I would like to see a system that would scoop up the residue and use it for something, but the “super scooper” hasn’t been invented yet.

flo's avatar

@worriedguy and @kelly,
So, then it why isn’t all being captured way before it gets to the coastline and used? is there any obstacle?

YARNLADY's avatar

All the above answer are correct – the operative word is “collect”. There is no known method to do this.

flo's avatar

Oil spills have been around for a while right, so why hasn’t the technology of collecting the oil been invented?

laureth's avatar

Oil spills have been around, yes, but none as big as this. Technology that works for smaller spills is being deployed, but it’s hard to clean up miles and miles and miles of beach with men and shovels, and it’s hard to clean it up when technology that does work is not deployed properly (link goes to video with strong, NSFW language).
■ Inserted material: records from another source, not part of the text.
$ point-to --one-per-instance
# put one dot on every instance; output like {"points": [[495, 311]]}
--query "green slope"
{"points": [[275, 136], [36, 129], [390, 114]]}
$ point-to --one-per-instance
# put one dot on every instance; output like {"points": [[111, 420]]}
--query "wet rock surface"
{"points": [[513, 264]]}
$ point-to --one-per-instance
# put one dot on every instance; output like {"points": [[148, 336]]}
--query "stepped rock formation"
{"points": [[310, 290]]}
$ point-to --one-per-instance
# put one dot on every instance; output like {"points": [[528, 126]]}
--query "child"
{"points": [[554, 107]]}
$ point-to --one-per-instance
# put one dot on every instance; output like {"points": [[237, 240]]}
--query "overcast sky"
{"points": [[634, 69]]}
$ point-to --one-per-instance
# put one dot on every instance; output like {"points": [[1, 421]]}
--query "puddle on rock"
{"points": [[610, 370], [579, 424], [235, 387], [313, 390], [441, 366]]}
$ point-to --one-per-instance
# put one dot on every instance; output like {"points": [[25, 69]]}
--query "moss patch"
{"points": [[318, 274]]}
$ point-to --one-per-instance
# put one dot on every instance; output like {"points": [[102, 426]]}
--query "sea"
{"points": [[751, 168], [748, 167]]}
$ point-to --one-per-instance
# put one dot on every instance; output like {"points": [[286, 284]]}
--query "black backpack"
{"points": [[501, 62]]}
My own personal speculation is that “oil cleanup costs money, it doesn’t make money, so it’s best for the company to socialize the direct and indirect costs of cleanup and go on to more profitable activities, such as pumping more oil without obeying too many expensive safety regulations.” But that’s just me.

Also, BP is pumping a vast amount of “dispersants” into the water to make the oil break up and sink to the midstream, where it’s not as visible on beaches and they can deny that it’s even there. It’s sort of like a mix of oil and soap, which is pretty much impossible to separate. It’s not like you can just go suck up pure oil.

flo's avatar

@laureth that makes sense. But for the future, is something on the way? As in one of the billionaires funds the research to the invention of the technology to cap/collect the spill, they would go and save the day and make money from it too.
By the way what is this about the bacteria that feed on the oil?
And the genius kid who is with Kevin Costner and James Cameron?

flo's avatar

@laureth I realize it doesn’t make money is the key, since it doesn’t happen often, so let me edit out the ”...make money from it too” part.
I really appreciate the videos you provided, really thoughful.